Another Reading of the Historical Record on Civil Rights

I wrote a blog post a week ago positing that civil rights era protests may not have been as effective as I'd previously thought. My basic claim was that confrontation seemed to kick up a storm, and it might have been possible to kick up less of a storm. I still think it probably would not have been possible, but the strength of my confidence was weakened.


There's an alternative reading, or at least an additional issue, that might be at play in the history of the civil rights movement: that the civil rights movement made serious strategic miscalculations in the specific changes it pushed for and accepted.

The story of racial justice since the civil rights movement is chronicled in a number of places, my favorite of which is Ta-Nehisi Coates' The Case for Reparations. Basically, while legally ordained segregation ended, a number of systems popped up that sustained nearly the same degree of racial segregation in the most intimate and important places: mass incarceration, residential segregation, and school-based segregation. All exist without explicit reference to race. The criminal justice system seeks to put people behind bars, and at every step of the way racial bias creeps in without notice. People choose where to live and send their children to school: white people prefer to live with white people, but nobody is explicitly banned. (In some cases, to be clear, things get more aggressive and explicit, but this is the general pattern.)

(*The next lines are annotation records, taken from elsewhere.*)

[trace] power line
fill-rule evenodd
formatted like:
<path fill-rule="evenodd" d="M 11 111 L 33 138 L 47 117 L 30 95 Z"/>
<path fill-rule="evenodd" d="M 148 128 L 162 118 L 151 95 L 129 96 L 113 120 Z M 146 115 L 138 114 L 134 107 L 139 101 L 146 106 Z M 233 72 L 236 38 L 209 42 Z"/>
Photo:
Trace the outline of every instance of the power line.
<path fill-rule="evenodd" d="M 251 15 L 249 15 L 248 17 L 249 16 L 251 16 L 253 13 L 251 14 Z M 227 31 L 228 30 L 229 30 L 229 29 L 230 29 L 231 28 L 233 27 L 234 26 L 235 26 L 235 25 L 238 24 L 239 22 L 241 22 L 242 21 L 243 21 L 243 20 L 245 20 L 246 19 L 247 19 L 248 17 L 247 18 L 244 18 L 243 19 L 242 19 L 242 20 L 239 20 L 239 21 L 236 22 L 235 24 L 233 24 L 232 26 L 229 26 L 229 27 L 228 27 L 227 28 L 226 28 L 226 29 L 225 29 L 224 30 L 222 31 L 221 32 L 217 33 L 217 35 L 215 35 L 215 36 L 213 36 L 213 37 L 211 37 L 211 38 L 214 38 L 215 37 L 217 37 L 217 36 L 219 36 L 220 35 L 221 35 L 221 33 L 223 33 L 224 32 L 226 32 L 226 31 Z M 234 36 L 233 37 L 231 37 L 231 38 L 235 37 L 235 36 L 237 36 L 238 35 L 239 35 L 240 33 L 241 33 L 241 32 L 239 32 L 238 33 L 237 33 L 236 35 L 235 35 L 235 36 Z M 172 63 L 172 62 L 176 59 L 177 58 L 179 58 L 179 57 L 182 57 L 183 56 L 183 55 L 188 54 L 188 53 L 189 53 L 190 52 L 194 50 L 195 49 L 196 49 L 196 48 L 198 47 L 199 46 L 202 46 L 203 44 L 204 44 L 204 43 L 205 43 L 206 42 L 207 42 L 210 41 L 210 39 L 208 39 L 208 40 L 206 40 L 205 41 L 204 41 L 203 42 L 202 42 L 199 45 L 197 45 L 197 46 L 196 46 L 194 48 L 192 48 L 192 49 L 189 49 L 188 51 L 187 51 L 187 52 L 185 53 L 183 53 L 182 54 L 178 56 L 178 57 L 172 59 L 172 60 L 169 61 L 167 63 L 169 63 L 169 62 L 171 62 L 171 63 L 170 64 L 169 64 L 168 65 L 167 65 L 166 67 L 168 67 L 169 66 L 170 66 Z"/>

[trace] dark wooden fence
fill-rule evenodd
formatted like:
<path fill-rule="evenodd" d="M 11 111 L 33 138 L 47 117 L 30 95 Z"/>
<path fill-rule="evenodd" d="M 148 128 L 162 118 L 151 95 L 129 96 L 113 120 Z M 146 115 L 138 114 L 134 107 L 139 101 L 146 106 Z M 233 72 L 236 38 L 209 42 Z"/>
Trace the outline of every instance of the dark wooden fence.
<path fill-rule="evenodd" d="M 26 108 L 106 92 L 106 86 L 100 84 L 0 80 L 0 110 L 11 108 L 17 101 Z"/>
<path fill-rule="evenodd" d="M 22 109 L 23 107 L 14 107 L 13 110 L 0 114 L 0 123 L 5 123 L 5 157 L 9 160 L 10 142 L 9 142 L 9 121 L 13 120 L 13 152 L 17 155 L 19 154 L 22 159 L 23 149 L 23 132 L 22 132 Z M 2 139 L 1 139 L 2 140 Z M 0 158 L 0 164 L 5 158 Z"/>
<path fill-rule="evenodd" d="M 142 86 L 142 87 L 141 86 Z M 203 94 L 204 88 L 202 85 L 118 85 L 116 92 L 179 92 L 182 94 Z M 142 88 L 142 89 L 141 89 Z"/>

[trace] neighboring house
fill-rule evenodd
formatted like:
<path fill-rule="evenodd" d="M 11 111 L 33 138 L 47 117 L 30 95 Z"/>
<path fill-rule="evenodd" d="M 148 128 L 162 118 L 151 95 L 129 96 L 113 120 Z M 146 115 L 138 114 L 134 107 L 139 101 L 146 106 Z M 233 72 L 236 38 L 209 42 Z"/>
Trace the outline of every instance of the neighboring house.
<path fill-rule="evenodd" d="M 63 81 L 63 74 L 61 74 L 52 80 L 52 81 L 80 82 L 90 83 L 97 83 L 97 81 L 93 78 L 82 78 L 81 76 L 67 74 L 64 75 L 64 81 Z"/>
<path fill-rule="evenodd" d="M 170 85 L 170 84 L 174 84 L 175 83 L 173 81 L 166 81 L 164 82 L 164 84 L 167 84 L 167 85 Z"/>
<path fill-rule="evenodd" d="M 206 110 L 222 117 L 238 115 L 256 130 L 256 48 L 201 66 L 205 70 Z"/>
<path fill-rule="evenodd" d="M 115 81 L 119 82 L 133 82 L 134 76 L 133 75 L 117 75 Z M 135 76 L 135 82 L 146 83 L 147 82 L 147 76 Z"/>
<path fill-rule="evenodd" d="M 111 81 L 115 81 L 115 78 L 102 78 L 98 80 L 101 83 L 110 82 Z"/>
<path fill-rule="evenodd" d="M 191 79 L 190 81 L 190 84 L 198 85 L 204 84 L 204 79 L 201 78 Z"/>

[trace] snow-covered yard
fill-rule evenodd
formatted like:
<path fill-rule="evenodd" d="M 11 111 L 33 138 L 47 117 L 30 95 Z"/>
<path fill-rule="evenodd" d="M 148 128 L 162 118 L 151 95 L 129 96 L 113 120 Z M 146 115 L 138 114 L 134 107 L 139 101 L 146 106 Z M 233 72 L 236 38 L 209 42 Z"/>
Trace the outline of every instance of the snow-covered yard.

According to Pillar of Fire, at a number of points in the civil rights struggle, civil rights leaders considered and decided against a more aggressive push to integrate housing and schooling, particularly in Northern cities. Leaders likely saw this decision as a decision to work on those issues later. Had leaders anticipated the backlash that would result from the movement's confrontation, though, they might have decided otherwise: they might have seen that the opposition would take advantage of whatever issues were not addressed and made greater minimum demands in legislation.

It's impossible to know what exactly is the right course of action in a social movement, and difficult even to guess. The moral may be simply that when fighting for social changes, the specifics of the changes you ask for and accept are critical. Every stone left unturned can cost you for a very, very long time.